Bu zatların etrafında bir yığın menfaatperest veya iman açısından zayıf kimselerin bulunmasını kim önleyebilir?  Peygamber efendimiz, “Benim ümmetimin en hayırlısı benimle beraber olanlardır. Sonra, sonra gelenler ve hakeza…” buyurmuş. O’nun etrafında bile münafıklar var olduğuna göre… Bu günleri siz düşünün! Onlardan birinin hatasıyla bir cemaati veya lideri kınamak insaflı olur mu?

Neden Eleştirilmemeli?

Bediuzzaman, Nur talebelerini (Kastamonu Lahikası, Ferd-i ferid bahsi) , diğer cemaatlerin liderlerini eleştirmemeleri hususunda sıkı sıkı tembih eder. “Çünkü bir yığın insan var ki o zatların ipi ile din dairesine girip bağlanmışlardır. Siz o ipi keserseniz, yani cemaat liderini eleştirip, bağlılarının gözünde küçültürseniz,  onun vasıtasıyla dine bağlanmış insanları dinden soğutursunuz, din bağlarını çözmüş olursunuz” der. Buna da hakkınız yoktur, çünkü bu fesattır. O insanların ahiretine zarar verirsiniz. Buna değer mi?

Mesela orada oturan üçüncü gazeteci İsmail Kapan Bey! O da tasavvuf edebi almış güzel bir insan. Tartışmadan son derece rahatsızdı ve bu yüzüne yansımıştı. Çünkü onun da mensup olduğu bir zat var ki silsileten ta Rasulullah’a ulaşır. Eğer Fatih Tezcan, kalkıp aynı şekilde onun bağlı olduğu zatı eleştirseydi, Nuh Gönül taş‘ın yaptığı kadar sert olmasa da, o da benzer bir duruş sergilerdi.  Öyleyse bir cemaat liderinin eleştirisi ile bir siyasetçinin eleştirisi aynı olmamalı. Eleştirisinde aynı dil kullanılmamalı. Tabii eğer, sizin o zatın hakkaniyetine bir inancınız varsa.

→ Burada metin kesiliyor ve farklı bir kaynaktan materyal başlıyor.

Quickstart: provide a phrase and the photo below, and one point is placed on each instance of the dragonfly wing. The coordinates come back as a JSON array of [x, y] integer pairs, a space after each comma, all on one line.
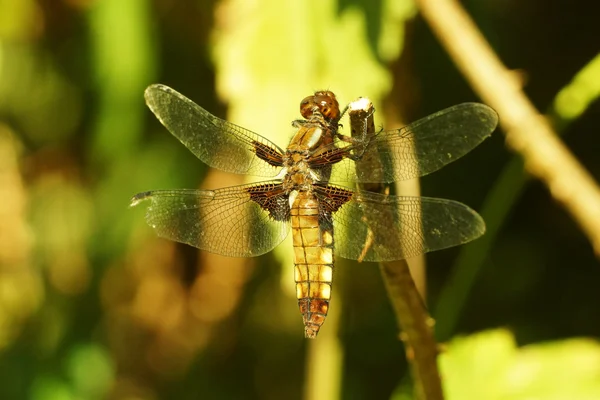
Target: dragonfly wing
[[377, 227], [416, 149], [238, 221], [218, 143]]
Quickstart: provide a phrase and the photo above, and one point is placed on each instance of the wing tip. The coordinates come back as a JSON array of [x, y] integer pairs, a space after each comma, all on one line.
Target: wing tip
[[138, 198]]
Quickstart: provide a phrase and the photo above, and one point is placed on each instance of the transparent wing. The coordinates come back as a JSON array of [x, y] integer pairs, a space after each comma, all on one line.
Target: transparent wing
[[376, 227], [216, 142], [415, 150], [238, 221]]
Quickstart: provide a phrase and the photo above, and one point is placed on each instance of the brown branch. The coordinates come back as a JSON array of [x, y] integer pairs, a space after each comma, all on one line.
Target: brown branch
[[411, 315], [527, 132]]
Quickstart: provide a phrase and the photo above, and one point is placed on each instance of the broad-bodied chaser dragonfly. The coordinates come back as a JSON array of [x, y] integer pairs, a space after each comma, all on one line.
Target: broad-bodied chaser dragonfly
[[250, 220]]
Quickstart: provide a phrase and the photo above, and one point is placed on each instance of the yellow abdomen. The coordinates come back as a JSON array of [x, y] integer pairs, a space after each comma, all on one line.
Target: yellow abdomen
[[313, 259]]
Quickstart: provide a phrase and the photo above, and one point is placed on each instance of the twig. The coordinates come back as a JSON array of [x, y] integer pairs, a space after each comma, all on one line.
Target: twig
[[527, 132], [411, 315]]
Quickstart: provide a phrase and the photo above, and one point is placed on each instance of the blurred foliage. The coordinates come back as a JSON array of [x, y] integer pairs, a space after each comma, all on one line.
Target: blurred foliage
[[94, 306]]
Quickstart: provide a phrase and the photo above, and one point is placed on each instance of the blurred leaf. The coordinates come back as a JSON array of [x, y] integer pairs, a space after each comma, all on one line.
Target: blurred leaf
[[50, 388], [490, 366], [91, 371], [123, 59]]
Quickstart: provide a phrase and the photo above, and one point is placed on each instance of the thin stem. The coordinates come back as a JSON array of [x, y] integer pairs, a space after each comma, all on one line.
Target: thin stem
[[527, 132], [411, 315]]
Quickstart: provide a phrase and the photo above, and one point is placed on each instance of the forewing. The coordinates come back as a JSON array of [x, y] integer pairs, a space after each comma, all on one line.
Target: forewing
[[377, 227], [218, 143], [415, 150], [238, 221]]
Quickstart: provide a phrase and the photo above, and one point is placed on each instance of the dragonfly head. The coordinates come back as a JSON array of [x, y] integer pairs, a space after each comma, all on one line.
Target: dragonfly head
[[323, 102]]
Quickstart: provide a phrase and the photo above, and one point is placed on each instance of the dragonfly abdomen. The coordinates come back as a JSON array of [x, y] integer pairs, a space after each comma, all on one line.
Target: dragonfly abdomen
[[313, 259]]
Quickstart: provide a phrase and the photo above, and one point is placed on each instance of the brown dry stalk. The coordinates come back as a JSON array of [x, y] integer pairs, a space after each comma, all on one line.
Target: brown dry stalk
[[412, 317], [527, 132]]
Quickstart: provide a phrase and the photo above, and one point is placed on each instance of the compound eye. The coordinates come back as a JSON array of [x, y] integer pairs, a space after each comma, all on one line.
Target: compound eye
[[306, 106]]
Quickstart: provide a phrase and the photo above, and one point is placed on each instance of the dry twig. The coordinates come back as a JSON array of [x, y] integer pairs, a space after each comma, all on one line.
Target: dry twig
[[527, 132], [413, 319]]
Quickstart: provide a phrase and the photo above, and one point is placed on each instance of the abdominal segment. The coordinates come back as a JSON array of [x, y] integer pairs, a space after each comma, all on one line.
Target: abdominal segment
[[313, 259]]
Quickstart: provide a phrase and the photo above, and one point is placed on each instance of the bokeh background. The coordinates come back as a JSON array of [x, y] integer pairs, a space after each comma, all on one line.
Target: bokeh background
[[94, 306]]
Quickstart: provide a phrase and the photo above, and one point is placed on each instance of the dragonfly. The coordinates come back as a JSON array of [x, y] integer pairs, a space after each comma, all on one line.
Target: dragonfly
[[304, 194]]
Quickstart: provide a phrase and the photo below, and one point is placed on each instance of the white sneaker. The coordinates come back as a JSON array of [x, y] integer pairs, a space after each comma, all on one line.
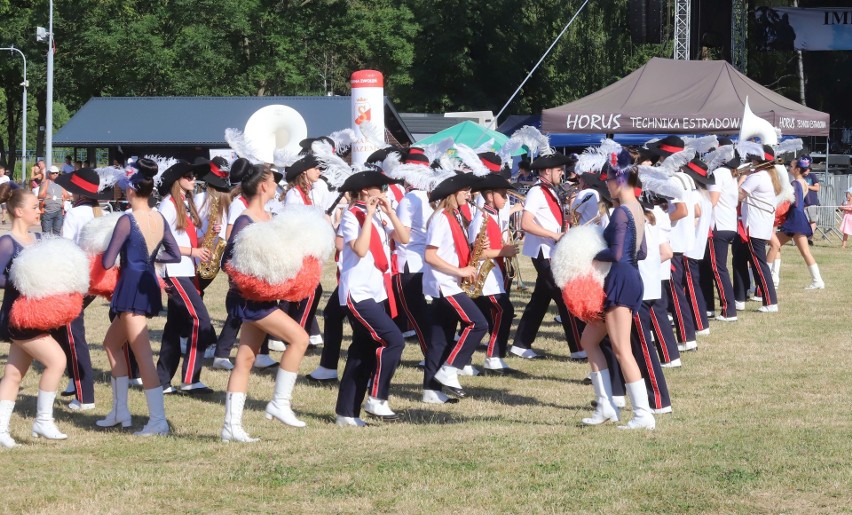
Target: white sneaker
[[80, 406], [468, 370], [323, 374], [524, 353], [264, 361], [675, 363], [349, 422], [277, 345], [688, 346], [222, 364], [437, 397]]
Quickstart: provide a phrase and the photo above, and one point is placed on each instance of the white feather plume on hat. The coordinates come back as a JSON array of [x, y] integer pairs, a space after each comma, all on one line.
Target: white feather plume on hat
[[68, 265], [335, 169], [274, 251], [532, 138], [243, 147], [471, 160]]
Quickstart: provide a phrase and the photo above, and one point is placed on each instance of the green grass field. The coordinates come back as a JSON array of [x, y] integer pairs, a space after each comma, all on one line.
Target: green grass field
[[760, 424]]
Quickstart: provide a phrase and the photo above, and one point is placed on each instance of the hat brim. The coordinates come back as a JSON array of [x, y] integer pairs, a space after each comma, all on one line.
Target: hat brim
[[64, 180]]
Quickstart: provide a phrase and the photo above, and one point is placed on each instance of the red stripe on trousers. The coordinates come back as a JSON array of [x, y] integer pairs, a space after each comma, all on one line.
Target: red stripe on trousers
[[647, 357], [192, 347], [496, 323], [374, 390], [465, 332], [693, 300]]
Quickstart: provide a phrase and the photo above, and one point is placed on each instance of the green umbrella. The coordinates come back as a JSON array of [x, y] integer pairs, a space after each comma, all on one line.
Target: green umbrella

Ben öyle sanıyorum ki, Fatih kardeşimizin sıkıntısı daha derinde. Hoca Efendi’nin duruşunu, geleneksel İslami duruş ile izah edemiyor. Mamafih geleneksel İslami anlayıştan gelenlerin Risale-i Nur’a ve onun, meseleleri ele alış tarzına hep itirazları olmuştur. Özellikle de siyasetçiler… Mesela uzun süre, Nurcuların AP’ye oy vermeleri, onları Milli Görüşçülerin gözünde  farklı bir yere koymuştur. Nur cemaatlerinin ‘demokrat çizgiye’ yakın durmalarını asla anlayamamışlardır…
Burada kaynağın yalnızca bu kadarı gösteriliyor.